August 28, 2015

Hugo Steinhaus, or K-means clustering in French

Kernel clustering
[Modern transcription of the Hugo Steinhaus paper in 1956 (in French), at the source of k-means clustering algorithms, published first in a french-written post]

Data clustering or clustering analysis belongs to statistical data analysis methods. It aims at forming groups of objects that are similar in some way. Those groups are named clusters. The word cluster is related to clot, for thick mass of coagulated liquid or of material stuck together

The whole set of objects contains heterogeneous data, that ought to be grouped into subsets possessing a greater inner homogeneity. Such methods rely on similarity criteria or proximity measures. They are related to classification, machine learning, segmentation, pattern recognition, and have applications ranging from image processing to bioinformatics.
One of the most popular clustering method is known as K-means (k-moyennes in French). with a variation called dynamic clustering (beautifully called nuées dynamiques in French, for an application in bilogy: Kinetic transcriptome analysis reveals an essentially intact induction system in a cellulase hyper-producer Trichoderma reesei strain, Dante Poggi et al., Biotechnology and Biofuels, 2014).

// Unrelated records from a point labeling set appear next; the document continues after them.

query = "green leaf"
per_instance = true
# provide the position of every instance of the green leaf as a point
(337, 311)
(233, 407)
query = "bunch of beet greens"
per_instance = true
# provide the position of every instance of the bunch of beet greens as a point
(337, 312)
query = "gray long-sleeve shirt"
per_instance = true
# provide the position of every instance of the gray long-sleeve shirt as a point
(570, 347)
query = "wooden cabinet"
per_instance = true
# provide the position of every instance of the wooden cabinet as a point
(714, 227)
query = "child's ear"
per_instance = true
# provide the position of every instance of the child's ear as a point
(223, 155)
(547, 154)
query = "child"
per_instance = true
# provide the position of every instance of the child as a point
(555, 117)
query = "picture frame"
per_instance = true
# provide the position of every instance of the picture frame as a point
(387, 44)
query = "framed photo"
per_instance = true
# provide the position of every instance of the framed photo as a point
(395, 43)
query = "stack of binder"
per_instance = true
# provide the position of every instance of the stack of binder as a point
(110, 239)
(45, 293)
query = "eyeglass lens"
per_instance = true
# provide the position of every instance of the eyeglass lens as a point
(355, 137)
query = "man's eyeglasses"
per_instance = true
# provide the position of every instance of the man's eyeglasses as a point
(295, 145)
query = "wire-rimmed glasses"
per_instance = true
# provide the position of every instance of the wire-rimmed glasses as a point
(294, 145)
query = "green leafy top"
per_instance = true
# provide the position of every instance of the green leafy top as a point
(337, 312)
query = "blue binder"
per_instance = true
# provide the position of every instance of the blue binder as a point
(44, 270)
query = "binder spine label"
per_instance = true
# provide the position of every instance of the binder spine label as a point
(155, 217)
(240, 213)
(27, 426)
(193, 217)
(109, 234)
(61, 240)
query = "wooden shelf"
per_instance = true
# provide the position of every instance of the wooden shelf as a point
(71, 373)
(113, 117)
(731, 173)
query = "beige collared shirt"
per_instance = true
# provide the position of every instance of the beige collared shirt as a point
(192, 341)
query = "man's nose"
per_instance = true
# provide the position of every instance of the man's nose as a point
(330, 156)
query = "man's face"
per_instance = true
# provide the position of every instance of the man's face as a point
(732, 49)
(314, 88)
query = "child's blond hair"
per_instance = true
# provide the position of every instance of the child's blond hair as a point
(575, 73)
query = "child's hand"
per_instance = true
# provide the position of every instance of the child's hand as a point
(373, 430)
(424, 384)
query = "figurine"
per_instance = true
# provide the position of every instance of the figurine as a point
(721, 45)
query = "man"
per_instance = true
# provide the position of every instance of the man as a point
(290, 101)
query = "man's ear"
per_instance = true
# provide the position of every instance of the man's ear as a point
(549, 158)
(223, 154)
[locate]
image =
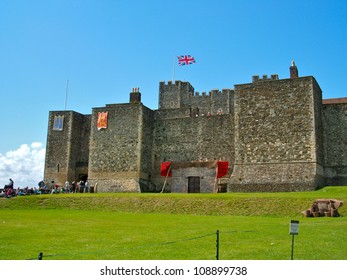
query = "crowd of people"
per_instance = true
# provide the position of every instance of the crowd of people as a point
(52, 188)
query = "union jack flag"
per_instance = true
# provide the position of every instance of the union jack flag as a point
(185, 60)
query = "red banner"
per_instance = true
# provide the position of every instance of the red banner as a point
(222, 168)
(102, 120)
(165, 169)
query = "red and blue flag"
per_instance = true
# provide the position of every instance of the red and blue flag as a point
(185, 60)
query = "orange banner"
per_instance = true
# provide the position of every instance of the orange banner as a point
(102, 120)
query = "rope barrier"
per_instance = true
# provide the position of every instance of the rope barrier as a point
(41, 255)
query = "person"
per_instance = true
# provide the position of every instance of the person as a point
(81, 186)
(86, 186)
(67, 186)
(10, 185)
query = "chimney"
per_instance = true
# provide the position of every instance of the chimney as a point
(293, 71)
(135, 96)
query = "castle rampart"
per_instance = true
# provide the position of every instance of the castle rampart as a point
(276, 135)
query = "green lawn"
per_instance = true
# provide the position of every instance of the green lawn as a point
(170, 226)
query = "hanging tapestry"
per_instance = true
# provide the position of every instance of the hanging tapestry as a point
(165, 169)
(102, 120)
(222, 168)
(58, 123)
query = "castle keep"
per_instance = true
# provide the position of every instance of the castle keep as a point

An history of K-means can be found in Data Clustering: 50 Years Beyond K-Means, Anil K. Jain, Pattern recognition letters, 2010. Other historic bits can be found in Origins and extensions of the k-means algorithm in cluster analysis, Hans-Hermann Bock, Electronic Journ@l for History of Probability and Statistics, 2008. This algorithm is deeply linked to Lloyd-Max algorithm, developed by Lloyd in  1957, and rediscovered by Max three after after. It is useful for optimal scalar quantifier design.

Sur la division des corps matériels en parties (pdf)
The K-means technique is a little older. It was published in French by Hugo Steinhaus in 1956 in the Bulletin de l’Académie Polonaise des Sciences (Bulletin of the Polish Academy of Sciences). Hugo Steinhaus (1887-1972) is a Polish mathematician, sometimes known as the discover of Stefan Banach. He contributed to numerous branches of mathematics, and considered a early founder of probability theory.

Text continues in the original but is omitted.